A while ago I was thinking about $C_3*C_4$, thinking it was obvious that this group should not be a one-relator group. I am pretty sure at one point I came up with an argument but it seemed awfully complicated, and using specific information about one-relator groups for something that "feels" obvious.


Using the comments below as a guide, one can prove that if the abelianization of $A,B$ is finite and $\rho(A)=r(A),\rho(B)=r(B)$ where $r(G)$ is the rank of the group (minimum number of generators), then we can get that $\rho(A*B)=\rho(A)+\rho(B)$.

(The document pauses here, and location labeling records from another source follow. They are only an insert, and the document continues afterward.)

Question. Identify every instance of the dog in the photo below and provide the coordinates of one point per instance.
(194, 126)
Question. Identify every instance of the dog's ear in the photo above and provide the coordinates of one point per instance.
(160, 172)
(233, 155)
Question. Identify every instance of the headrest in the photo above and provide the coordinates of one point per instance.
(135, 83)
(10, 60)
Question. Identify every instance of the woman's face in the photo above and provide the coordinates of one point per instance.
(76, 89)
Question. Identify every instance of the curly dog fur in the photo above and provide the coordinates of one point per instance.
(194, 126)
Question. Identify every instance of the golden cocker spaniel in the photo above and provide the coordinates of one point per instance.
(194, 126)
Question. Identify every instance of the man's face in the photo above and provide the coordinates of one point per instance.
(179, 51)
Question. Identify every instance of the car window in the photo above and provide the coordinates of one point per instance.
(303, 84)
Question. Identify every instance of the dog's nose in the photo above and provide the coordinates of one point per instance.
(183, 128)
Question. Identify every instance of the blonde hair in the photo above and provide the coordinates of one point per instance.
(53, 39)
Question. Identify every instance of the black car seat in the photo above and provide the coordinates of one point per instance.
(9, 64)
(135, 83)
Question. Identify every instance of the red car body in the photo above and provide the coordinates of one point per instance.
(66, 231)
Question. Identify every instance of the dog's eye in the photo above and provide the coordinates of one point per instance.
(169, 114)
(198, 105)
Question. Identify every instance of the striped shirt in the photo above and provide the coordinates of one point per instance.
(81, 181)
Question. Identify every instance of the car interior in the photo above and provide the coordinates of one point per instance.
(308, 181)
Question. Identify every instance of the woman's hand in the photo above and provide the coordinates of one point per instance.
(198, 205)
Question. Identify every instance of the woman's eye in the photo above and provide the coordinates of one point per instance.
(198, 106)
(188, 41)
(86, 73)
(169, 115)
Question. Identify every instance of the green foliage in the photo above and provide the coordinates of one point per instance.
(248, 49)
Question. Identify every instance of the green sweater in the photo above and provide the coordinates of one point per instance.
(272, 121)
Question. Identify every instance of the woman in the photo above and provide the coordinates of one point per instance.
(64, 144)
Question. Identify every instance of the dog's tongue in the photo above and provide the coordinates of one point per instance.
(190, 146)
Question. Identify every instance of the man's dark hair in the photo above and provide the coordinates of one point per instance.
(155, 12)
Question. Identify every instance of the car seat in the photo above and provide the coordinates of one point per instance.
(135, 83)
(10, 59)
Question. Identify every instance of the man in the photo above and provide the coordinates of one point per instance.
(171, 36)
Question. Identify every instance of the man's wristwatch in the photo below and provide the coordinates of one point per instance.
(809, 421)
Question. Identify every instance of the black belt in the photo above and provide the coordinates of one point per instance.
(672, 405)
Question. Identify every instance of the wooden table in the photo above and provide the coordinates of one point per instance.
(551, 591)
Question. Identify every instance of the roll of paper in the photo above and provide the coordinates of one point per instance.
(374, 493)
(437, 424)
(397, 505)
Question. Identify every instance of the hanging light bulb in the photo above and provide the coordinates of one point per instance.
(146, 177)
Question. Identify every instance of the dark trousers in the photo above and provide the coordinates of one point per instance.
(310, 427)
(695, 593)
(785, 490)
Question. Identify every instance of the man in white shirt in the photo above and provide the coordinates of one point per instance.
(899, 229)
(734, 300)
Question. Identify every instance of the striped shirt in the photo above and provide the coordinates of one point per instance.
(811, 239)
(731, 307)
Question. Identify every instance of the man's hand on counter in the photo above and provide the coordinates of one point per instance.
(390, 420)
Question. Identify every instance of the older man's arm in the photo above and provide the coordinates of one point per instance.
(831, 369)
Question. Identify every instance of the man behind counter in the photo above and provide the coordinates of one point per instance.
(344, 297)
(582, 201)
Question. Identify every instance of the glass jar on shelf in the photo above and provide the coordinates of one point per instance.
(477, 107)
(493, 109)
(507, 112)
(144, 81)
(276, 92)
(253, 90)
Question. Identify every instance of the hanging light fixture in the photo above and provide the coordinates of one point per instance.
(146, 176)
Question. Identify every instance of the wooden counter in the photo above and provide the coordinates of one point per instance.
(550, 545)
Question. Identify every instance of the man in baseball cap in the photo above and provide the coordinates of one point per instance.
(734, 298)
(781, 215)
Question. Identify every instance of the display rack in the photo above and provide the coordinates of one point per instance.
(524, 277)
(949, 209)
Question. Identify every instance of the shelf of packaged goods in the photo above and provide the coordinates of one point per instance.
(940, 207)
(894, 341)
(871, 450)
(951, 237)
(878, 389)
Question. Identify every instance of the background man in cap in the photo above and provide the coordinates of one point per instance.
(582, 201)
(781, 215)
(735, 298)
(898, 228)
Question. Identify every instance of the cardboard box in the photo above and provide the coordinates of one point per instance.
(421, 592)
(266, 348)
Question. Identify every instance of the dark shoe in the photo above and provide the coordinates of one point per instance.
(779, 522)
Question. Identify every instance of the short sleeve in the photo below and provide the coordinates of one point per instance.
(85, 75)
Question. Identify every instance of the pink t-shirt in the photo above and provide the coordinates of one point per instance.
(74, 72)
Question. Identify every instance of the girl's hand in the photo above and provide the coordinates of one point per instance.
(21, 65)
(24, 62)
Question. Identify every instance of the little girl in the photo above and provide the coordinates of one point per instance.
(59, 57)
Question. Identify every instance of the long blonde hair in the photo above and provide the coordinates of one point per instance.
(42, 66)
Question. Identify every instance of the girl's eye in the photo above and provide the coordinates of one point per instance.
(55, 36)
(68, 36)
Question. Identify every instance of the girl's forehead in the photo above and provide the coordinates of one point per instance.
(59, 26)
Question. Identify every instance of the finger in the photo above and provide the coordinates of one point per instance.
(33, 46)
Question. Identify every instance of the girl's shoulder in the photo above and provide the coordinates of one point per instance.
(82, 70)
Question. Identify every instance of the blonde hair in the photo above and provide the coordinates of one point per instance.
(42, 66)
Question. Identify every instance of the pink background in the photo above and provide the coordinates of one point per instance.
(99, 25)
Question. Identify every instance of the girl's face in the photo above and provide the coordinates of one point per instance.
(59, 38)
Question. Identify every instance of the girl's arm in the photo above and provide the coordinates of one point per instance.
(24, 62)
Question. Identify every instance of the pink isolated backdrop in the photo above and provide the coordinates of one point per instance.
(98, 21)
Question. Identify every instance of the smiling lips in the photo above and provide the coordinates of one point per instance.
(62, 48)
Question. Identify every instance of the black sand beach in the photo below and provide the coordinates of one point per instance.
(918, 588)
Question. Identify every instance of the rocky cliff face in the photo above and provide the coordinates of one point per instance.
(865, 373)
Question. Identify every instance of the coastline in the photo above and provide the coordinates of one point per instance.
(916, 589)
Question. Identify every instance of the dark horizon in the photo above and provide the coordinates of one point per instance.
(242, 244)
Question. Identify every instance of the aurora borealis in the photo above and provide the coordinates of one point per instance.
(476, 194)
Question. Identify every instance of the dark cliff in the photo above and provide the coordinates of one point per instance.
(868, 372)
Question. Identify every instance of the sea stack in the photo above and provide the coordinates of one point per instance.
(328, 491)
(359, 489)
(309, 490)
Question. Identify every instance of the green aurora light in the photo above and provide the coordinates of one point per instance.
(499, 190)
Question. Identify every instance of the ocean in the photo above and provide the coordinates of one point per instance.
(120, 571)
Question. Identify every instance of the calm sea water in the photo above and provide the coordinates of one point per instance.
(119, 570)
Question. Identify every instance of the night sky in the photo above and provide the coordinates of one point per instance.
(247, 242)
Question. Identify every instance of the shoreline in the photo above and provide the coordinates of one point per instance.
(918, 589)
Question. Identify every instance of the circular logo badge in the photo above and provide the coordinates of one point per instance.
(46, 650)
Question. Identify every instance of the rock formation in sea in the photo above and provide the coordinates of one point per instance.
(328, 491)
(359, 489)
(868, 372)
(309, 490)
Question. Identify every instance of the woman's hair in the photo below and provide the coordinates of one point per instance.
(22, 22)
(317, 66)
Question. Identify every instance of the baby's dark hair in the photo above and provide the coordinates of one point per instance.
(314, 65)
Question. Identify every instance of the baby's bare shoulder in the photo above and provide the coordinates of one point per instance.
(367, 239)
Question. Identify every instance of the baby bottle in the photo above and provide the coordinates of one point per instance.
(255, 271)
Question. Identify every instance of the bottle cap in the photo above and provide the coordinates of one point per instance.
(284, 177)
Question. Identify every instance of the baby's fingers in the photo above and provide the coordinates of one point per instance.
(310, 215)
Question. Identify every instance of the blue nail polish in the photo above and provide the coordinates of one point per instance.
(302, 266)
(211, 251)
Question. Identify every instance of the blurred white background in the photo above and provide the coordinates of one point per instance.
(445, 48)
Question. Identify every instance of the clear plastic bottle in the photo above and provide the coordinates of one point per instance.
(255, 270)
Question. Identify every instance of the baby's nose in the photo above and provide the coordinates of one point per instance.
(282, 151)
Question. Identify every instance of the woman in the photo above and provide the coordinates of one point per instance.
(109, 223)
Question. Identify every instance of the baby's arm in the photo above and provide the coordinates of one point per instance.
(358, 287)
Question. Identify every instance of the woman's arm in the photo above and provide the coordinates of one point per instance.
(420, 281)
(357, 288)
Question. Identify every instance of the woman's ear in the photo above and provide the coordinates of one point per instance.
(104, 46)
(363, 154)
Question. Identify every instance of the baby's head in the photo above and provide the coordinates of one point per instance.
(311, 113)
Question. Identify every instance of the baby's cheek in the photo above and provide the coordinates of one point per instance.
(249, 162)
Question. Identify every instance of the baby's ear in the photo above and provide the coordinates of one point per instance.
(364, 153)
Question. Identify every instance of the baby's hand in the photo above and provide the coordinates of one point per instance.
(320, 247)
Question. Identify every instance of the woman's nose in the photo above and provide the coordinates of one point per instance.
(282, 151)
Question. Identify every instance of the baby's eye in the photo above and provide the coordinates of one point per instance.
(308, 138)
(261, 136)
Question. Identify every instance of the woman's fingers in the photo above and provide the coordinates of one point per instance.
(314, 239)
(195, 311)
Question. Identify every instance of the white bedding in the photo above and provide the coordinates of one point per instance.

  • It is known that $r(A*B) =r(A)+r(B)$, this can be found in Ch IV Cor 1.9 in Lyndon and Schupp.
  • We also have that $\rho(A*B) \leq \rho(A)+\rho(B)=r(A)+r(B)$.
  • If $\rho(A*B) < r(A*B)$, then a presentation witnessing that inequality can be shown to have an infinite abelianization, since the number of generators would be strictly greater than the number of relations (see this answer). This contradicts that the abelianization of $A*B$ is finite.

So finite free products of finite cyclic groups works and other groups too.


I could see a careful analysis the abelianization of f.g. groups giving more more information. And it does seem that a somewhat related concept, group deficiency, is related to some cohomology groups (I don't know any cohomology, but I would welcome an answer, even if it used cohomology).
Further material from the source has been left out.